Quels sont les critères auxquels il faut être attentifs au moment de s’orienter ?

Bertrand Senez : De nombreuses recherches en psychologie de l’orientation relèvent l’importance de la congruence qui désigne l’ajustement d’une personne à une activité professionnelle. Il me semble que la congruence s’articule autour de 3 axes :

  • L’environnement de travail : dans quel environnement j’ai besoin de travailler pour me sentir bien ? derrière un ordinateur en petit effectif, sur le terrain, en autonomie ou en équipe…
  • La nature de l’activité : Qu’est-ce que je fais avec facilité et qui me réjouit de faire ? diriger, concevoir, rechercher, accompagner, contrôler, réaliser, servir, entreprendre, créer…
  • La finalité : à quoi je souhaite contribuer par mon travail ? Au service de quoi je souhaite travailler ?

En articulant ces trois axes le jeune peut répondre de manière pertinente aux enjeux de son avenir en ciblant les métiers dans lequel il trouvera son épanouissement et par lesquels son travail trouvera tout son sens et répondra aux besoins du monde. Les formations envisagées ne sont que des moyens pour rendre tout cela possible.
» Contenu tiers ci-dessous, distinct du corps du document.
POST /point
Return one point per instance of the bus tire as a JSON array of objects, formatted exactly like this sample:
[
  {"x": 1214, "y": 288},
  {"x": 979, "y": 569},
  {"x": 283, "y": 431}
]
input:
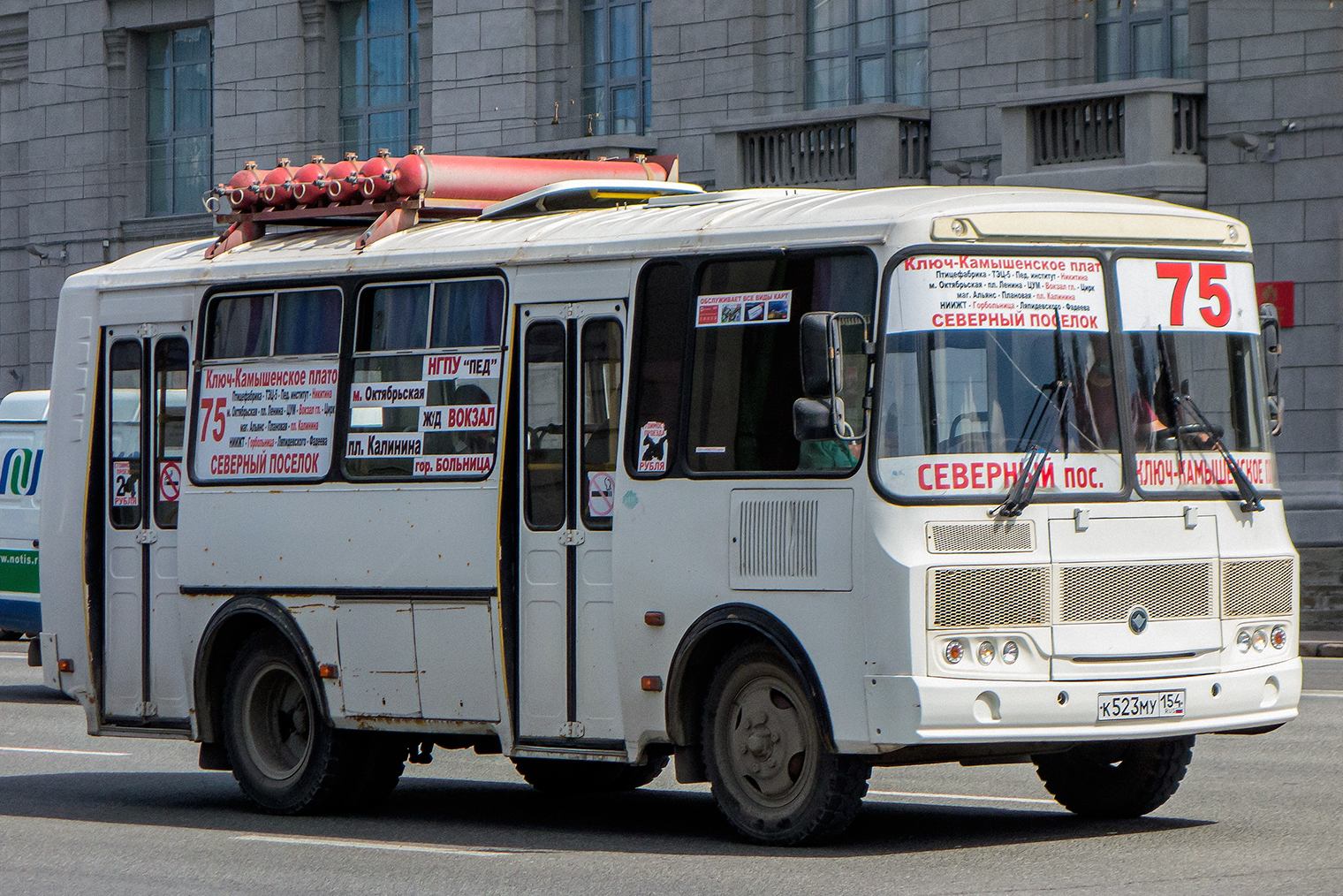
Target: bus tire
[
  {"x": 769, "y": 767},
  {"x": 579, "y": 775},
  {"x": 1116, "y": 779},
  {"x": 285, "y": 756}
]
Sylvain Monnier : Un autre point auquel l’élève de terminale doit être attentif est de ne pas avoir une vision trop utilitariste de ses études. Il serait dommage que celles-ci aient pour seul objectif l’obtention d’un diplôme voire d’une profession. La vie étudiante doit aussi être un moment de croissance et structuration sur le plan humain et particulièrement sur le plan intellectuel. Il existe des écoles qui permettent aux étudiants d’apprendre à se connaitre et à mieux appréhender le monde dans lequel ils évoluent. Des formations généralistes comme la licence dispensée à l’Ircom, mettent l’accent sur la culture générale et l’expérience, personnelle et professionnelle. Les jeunes peuvent y approfondir leur projet et murir leur choix d’orientation. Grâce à l’acquisition d’un solide bagage théorique et pratique, ils ont la possibilité d’intégrer une multitude de formations auxquelles ils ne pensaient pas forcément pouvoir prétendre en terminale.